It didn’t. One day, without warning, I was let go. For how personal and intimate my work environment had felt, where we texted daily, spoke on the phone, shared meals, and sipped on beers at Giants games, the news was shockingly cold. There was no conversation. No acknowledgment. Just a 3-minute call from HR and a severance letter.

No one from my team reached out. Not to explain, not to thank me, not even to say goodbye. I sat there thinking about the 1-on-1s I’d mulled over, the KPIs I created for myself, the follow-ups I had sent, again and again, asking for feedback and clarity, for a path forward. I had been trying to prove my worth when nobody was ever looking my way.

In that moment, my first instinct was the same as it’d always been. That I wasn’t good enough. That I could have prevented this, which was such a familiar feeling. But this time it didn’t sit right with me.

I realized that I hadn’t failed in the way I thought. I’d done everything “right” this time. But in the end, I had still done what I was taught to do my entire life. To keep my head down, work hard, and never complain. But there lay the real problem. I’d been running on the teachings I was raised with. My “factory programming” (Made in China), where staying “well-behaved” and loyal always kept me safe and earned me praise. But this was corporate America — perhaps the farthest place from my childhood. What was I thinking? 

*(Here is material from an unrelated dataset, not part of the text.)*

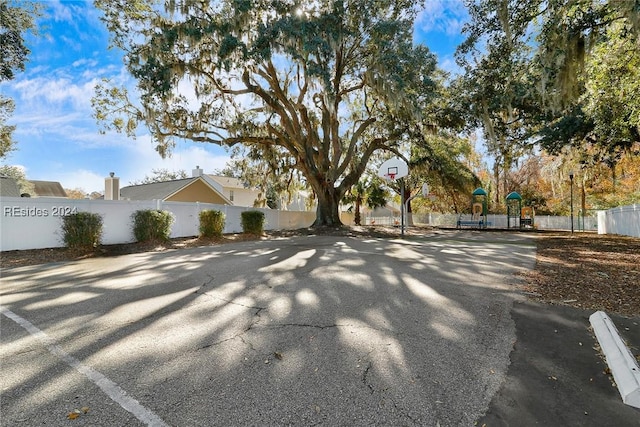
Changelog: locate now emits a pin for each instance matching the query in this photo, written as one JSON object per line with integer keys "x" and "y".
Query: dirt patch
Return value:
{"x": 590, "y": 271}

To date I am still grappling with this career malaise. I feel uninspired by the paths laid in front of me. But I understand it now. I’ve spent my whole life looking outward while diminishing myself — obeying at home, silencing myself at school, failing to set boundaries at work. Now, it’s clear that my way forward will come from within.

One step at a time.

An uncomfortable conversation with my parents that dispels my fear of their conditional love. A harsh voice of self doubt that stems from outdated beliefs I adopted early in life. A pang of helplessness that I sit still with and then take action on. A nagging itch to dissociate on my phone that I snuff out and then pick up the guitar instead. I close my eyes and there is a groundedness. A budding inner strength that is gentle yet firm.